= The Battles of Bull Run =

The Battles of Bull Run, subtitled "Manassas – June 1861 and August 1862", is a board wargame published by Simulations Publications Inc. (SPI) in 1972 that contains two American Civil War simulations covering the First Battle of Bull Run in 1861, and the Second Battle of Bull Run in 1862.

==Background==
Shortly after the start of the American Civil War, a badly-trained and inexperienced Union army attempted to march from Washington D.C. to the Confederate capital of Richmond. They were intercepted beside a stream called Bull Run near the city of Manassas by an equally inexperienced Confederate army. At first the Union forces prevailed, but the arrival of Confederate reinforcements threw the Union soldiers into a panic, and they retreated in disorder back to Washington. Fourteen months later, Union forces were lured into a trap near the same battle site, and again retreated in disorder.

==Description==
The Battles of Bull Run is a two-player game in which the Confederate player tries to recreate the victories of 1861 and 1862 at Bull Run, and the Union player tries to change history.

===Components===
The game includes:
- 22" x 28" paper hex grid map. Each hex is numbered.
- 200 die-cut counters
- various charts and player aids

===Movement===
Unlike the traditional "I Go, You Go" system where one player moves their face up counters and resolves combat, then the other player has the opportunity to do the same, Battles of Bull Run uses a hidden and simultaneous movement system in which both players turn all of their units face-down. They also have the option of adding "dummy" units into their forces as a subterfuge. For the first turn, each player then writes down the exact route through each numbered hex that each counter will take. The turn is divided up into segments; in the first segment, all units that the players planned to move are moved forward one hex. If enemy units end up adjacent to one another, units are flipped face-up to reveal their strength and combat is resolved. (If one of the counters is a dummy, then it is removed from the board.) In the next segment, any units that are not now engaged in combat are moved to their next hex, and combat is resolved. This continues, segment by segment, until all units have been moved as far as the players had planned. The players then plan their movement for the second turn.

===Scenarios===
The game comes with five scenarios,:
1. First Battle of Bull Run (each of the three scenarios is eight turns long):
  1. The historical battle
  2. What if the Union army had attacked two days previous, when Confederate reinforcements were not available?
  3. What if there had been an additional Union division?
2. Second Battle of Bull Run (both scenarios are 24 turns long):
  1. The historical battle
  2. Confederate units remain facedown until engaged in combat. Union units remain face-up at all times.

==Publication history==
Battles of Bull Run was designed by Jim Dunnigan and developed by Irad Hardy and John Young. It was published by SPI in 1973 with graphic design by Redmond A. Simonsen.

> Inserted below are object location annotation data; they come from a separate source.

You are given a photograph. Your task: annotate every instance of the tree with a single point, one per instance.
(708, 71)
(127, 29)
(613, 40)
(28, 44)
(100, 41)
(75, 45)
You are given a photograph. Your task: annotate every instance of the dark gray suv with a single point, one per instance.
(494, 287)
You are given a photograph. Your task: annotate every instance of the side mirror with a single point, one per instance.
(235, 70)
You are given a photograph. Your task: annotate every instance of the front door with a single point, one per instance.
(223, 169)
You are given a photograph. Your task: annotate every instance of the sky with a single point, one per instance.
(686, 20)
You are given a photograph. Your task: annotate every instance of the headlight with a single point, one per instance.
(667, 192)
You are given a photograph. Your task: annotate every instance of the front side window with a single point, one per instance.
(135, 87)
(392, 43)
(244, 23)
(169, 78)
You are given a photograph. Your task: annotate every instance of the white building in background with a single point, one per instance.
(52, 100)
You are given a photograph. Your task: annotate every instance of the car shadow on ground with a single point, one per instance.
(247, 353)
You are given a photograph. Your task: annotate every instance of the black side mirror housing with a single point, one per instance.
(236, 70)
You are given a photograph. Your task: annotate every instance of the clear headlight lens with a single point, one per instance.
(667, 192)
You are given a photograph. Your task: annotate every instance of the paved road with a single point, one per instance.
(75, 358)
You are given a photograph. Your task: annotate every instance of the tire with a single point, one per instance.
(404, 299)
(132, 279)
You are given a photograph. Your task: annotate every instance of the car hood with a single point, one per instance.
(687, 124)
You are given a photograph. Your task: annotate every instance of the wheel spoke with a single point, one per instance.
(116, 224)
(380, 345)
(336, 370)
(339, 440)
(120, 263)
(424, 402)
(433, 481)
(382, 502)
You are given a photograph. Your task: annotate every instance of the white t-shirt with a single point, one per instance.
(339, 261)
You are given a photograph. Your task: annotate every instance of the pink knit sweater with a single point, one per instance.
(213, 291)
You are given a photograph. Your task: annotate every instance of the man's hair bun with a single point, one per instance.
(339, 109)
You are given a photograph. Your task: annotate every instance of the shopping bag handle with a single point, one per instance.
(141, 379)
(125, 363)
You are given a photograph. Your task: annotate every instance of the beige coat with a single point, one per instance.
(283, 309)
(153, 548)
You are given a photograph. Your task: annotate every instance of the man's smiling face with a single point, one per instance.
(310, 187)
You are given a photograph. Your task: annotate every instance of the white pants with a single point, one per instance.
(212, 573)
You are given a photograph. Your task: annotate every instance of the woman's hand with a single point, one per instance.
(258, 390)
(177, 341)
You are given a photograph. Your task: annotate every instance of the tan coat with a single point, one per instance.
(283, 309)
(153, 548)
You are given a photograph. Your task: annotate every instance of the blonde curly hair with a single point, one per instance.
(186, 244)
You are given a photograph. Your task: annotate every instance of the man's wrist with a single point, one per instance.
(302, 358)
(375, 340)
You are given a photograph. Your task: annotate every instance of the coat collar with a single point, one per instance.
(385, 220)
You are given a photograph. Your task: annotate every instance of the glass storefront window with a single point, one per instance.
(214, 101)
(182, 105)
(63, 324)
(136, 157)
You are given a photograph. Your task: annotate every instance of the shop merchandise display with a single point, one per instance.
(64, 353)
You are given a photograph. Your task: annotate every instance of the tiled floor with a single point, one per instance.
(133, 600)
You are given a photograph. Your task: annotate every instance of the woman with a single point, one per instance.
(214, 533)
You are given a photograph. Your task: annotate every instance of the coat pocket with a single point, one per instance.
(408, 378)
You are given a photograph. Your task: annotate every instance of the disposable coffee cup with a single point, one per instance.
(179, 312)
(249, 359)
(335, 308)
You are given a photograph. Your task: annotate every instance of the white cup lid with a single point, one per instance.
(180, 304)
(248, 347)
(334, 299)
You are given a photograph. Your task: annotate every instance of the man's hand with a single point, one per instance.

One of the early criticisms of the game was that it did not accurately simulate the Union's fractured command structure. In response, SPI designer Albert Nofi published an official variant rule that required five players: One player controlled Confederate forces, while four players divided up command of the Union forces. The Union "generals" could only communicate with each other by written notes, and had to plan and execute their units' movements on their own.

==Reception==
In his 1977 book The Comprehensive Guide to Board Wargaming, Nicholas Palmer warned of the "hidden and simultaneous movement, hence not for the weak-minded."

In issue 22 of Moves, Mark Saha commented that the game was "a fine collection for beginners, and certainly the best introduction to the SiMove [simultaneous movement] system." He also complimented the five-player variant by Albert Nofi, calling it "a challenge to the most experienced of gamers, who will appreciate the simplistic game mechanics as this allows them more time to denounce their partners, pull out their hair, and retire to another room for a few moments of silent weeping." But he warned that the simultaneous movement system. which had been designed to be "as specific and unambiguous as possible", was "actually rather tedious."